TREN.BISNISMARKET.COM - Pemerintah Indonesia terus mematangkan peta jalan transisi energi nasional, terutama dalam sektor bahan bakar minyak (BBM) yang lebih ramah lingkungan. Salah satu agenda penting yang sedang dipersiapkan adalah penerapan bahan bakar campuran etanol dengan kadar 20 persen atau yang dikenal sebagai Bioetanol E20.

Rencana ambisius ini telah ditetapkan waktunya, dengan target resmi bahwa implementasi Bioetanol E20 akan mulai berlaku secara nasional pada tahun 2028 mendatang. Penetapan waktu ini menunjukkan komitmen jangka panjang pemerintah dalam mengurangi ketergantungan pada energi fosil.

Penerapan Bioetanol E20 ini merupakan langkah lanjutan yang melengkapi sejumlah kebijakan energi terbarukan yang telah diluncurkan sebelumnya oleh pemerintah. Kebijakan ini dirancang untuk mempercepat bauran energi hijau dalam konsumsi BBM harian masyarakat.

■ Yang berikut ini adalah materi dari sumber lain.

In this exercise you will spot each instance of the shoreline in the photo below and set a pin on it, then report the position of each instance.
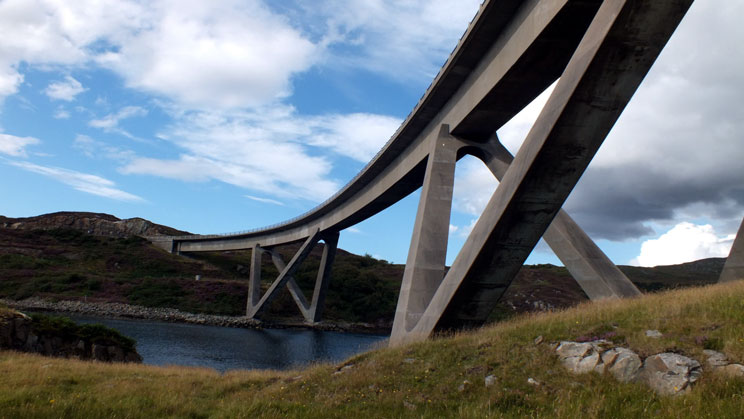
(121, 310)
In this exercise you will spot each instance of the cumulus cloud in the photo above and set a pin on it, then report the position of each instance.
(65, 90)
(474, 185)
(16, 146)
(676, 151)
(61, 113)
(358, 135)
(225, 53)
(685, 242)
(416, 35)
(82, 182)
(271, 150)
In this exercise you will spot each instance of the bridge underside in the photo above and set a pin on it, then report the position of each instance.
(598, 50)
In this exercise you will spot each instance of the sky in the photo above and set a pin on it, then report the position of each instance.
(229, 115)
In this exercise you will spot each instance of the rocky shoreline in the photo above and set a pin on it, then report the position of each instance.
(103, 309)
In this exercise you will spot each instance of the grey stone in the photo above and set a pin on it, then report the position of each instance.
(669, 373)
(622, 363)
(654, 334)
(735, 370)
(568, 349)
(715, 359)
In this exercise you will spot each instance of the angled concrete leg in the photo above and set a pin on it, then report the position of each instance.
(734, 267)
(323, 279)
(621, 43)
(426, 256)
(285, 276)
(254, 283)
(590, 267)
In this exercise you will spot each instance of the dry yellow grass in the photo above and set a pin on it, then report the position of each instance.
(419, 380)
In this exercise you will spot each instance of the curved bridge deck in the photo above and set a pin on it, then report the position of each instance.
(599, 50)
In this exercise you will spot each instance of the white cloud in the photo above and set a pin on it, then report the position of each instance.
(270, 149)
(357, 135)
(98, 149)
(405, 40)
(110, 122)
(685, 242)
(16, 146)
(82, 182)
(227, 54)
(474, 185)
(264, 200)
(61, 113)
(65, 90)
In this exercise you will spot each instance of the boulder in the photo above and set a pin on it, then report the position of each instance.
(715, 359)
(622, 363)
(734, 370)
(653, 334)
(669, 373)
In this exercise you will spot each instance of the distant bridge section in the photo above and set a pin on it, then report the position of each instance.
(598, 50)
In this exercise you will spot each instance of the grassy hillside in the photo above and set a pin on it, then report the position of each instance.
(67, 263)
(420, 380)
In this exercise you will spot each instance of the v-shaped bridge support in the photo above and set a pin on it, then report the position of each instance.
(617, 50)
(312, 310)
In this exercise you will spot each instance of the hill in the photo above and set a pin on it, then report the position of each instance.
(100, 258)
(444, 377)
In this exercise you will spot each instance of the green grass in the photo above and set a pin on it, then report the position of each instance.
(420, 380)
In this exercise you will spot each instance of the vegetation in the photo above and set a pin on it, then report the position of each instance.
(420, 380)
(69, 330)
(73, 265)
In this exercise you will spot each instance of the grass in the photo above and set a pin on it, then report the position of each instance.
(419, 380)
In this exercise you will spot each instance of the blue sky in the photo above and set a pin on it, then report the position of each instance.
(222, 116)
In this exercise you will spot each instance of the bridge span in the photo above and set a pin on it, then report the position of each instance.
(599, 51)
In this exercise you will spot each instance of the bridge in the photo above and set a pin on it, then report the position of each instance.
(598, 51)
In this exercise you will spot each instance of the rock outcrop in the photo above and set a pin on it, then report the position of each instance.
(666, 373)
(17, 333)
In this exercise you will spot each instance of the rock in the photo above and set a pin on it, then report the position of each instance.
(581, 358)
(464, 386)
(568, 349)
(669, 373)
(622, 363)
(653, 334)
(734, 370)
(715, 359)
(343, 369)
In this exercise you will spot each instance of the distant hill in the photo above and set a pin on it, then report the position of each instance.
(90, 223)
(98, 257)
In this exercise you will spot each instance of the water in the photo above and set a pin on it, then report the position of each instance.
(224, 348)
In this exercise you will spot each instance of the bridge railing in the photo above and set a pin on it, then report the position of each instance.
(369, 164)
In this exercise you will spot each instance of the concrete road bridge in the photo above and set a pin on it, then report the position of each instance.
(599, 51)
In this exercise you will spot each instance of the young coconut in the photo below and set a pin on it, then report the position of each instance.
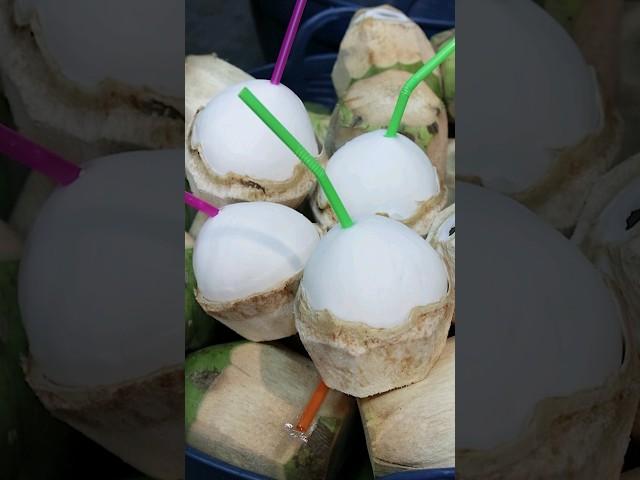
(234, 157)
(544, 392)
(248, 261)
(86, 89)
(99, 329)
(379, 39)
(387, 176)
(240, 398)
(413, 428)
(550, 152)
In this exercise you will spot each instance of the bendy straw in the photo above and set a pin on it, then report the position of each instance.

Langkah signifikan lainnya yang sudah di depan mata adalah peluncuran program mandatori penggunaan biodiesel B50. Program ini dijadwalkan untuk mulai diberlakukan dalam waktu dekat, yaitu pada tanggal 1 Juli mendatang.

"Penerapan Bioetanol E20 melengkapi rencana pemerintah yang sebelumnya akan meluncurkan biodiesel B50 pada 1 Juli mendatang," demikian pernyataan mengenai sinergi antara kedua program energi terbarukan tersebut sebagaimana dikutip dari sumber berita.

Kebijakan ini sejalan dengan upaya global untuk mencapai target pengurangan emisi karbon dan meningkatkan ketahanan energi nasional melalui sumber daya domestik. Etanol, yang umumnya berasal dari hasil pertanian seperti tebu atau singkong, menjadi fokus utama dalam strategi ini.

Implementasi E20 membutuhkan persiapan infrastruktur yang matang, mulai dari fasilitas produksi etanol hingga kesiapan mesin kendaraan bermotor di Indonesia. Persiapan ini akan menjadi fokus utama Kementerian terkait dalam beberapa tahun ke depan menuju tahun 2028.

Transisi bertahap menuju penggunaan BBM dengan kandungan bioenergi yang lebih tinggi ini diharapkan dapat memberikan dampak positif ganda, baik bagi lingkungan maupun bagi sektor pertanian sebagai pemasok bahan baku utama.

Disclaimer: Artikel ini ditulis ulang secara otomatis oleh AI berdasarkan sumber Referensi: Uzone. Kami menggunakan teknologi AI untuk menyajikan informasi ini kembali.